In an effort to ease retail participation in the securities market, regulator SEBI will pitch for a common KYC (Know Your Customer) norm for banking and the capital markets. With this, your bank KYC specification will soon be enough for you to avail of other financial services, offered by securities market intermediaries.

“SEBI is collaborating actively with the RBI on this issue, and implementation of this initiative will be done soon,” said a broker who attended a meeting with SEBI officials here. The meeting was called to discuss ways to enhance retail investors’ interest in participating in stock markets.

During the meeting, brokers raised concerns about the large number of brokerage firms going out of business as a result of declining retail interest. On the BSE, for instance, retail investors have been net sellers over the past five years. In 2015, shares worth nearly ₹10,000 crore were offloaded by retail participants.

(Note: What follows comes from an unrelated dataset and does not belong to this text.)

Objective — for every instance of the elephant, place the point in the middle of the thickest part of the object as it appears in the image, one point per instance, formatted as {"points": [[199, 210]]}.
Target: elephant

This, along with the high compliance cost, had forced 85 per cent of brokers having capital between ₹1 crore and ₹10 crore to shut shop.

To prop up declining revenue in the broking business, SEBI asked the Association of National Exchanges Members of India, a pan-India body comprising trading members across the country, to share their study on falling broking commissions.

According to market watchers, SEBI’s move to revive retail interest is in contrast to the earlier stance of its Chairman UK Sinha that “small investors and uninformed investors… should not enter the market directly.”